MISIR TELEVİZYONUNUN CANLI YAYININA YANSIMIŞTI
Nasır Hastanesine düzenlenen ikinci saldırı Mısır televizyonunun canlı yayınına yansımıştı. Görüntüde İsrail ordusunun ilk saldırıda ölen ve yaralananları tahliyeye çalışan sivil arama kurtarma ekibi ile görüntü almaya çalışan gazetecileri hedef aldığı görülüyor.
Gazze'deki Sağlık Bakanlığından yapılan yazılı açıklamada, Nasır Hastanesine düzenlenen saldırılarda 5'ü gazeteci, biri arama kurtarma ekibi çalışanı olmak üzere en az 20 Filistinlinin yaşamını yitirdiği bildirilmişti.

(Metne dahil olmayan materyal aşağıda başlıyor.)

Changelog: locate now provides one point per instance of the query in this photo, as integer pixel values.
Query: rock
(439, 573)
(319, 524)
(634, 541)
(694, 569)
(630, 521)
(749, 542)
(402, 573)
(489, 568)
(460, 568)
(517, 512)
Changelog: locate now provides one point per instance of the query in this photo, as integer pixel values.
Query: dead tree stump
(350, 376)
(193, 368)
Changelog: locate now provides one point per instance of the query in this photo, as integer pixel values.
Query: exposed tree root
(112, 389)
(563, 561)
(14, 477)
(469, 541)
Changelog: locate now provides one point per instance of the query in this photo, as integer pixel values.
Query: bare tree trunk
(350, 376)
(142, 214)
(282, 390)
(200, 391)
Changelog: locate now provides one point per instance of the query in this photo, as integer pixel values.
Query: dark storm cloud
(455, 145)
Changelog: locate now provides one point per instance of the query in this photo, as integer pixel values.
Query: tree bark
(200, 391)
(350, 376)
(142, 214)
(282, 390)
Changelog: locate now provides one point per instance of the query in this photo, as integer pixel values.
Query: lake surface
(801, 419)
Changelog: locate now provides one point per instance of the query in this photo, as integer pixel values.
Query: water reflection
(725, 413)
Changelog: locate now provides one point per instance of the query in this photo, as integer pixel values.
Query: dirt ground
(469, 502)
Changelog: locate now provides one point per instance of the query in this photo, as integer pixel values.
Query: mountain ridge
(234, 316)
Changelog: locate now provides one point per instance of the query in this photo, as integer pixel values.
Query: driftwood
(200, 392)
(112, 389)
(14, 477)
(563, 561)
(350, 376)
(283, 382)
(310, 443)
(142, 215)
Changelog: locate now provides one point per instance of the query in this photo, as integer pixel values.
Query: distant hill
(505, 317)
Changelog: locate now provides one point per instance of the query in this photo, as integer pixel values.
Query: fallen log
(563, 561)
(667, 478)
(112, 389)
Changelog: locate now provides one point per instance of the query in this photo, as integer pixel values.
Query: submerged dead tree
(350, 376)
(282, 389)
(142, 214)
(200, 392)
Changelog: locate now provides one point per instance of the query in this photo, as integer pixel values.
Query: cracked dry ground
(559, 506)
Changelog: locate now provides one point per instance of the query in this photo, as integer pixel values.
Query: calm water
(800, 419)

Saldırıda, Reuters Haber Ajansı foto muhabiri Hüsam el-Mısri, Katar merkezli Al Jazeera televizyonu kameramanı Muhammed Selame, Independent Arabia ve The Associated Press (AP) 'nin de aralarında bulunduğu çeşitli medya kuruluşlarında gazetecilik yapan Meryem Ebu Dekka, ABD merkezli NBC News'te gazeteci olan Muaz Ebu Taha ve gazeteci Ahmed Ebu Aziz hayatını kaybetmişti.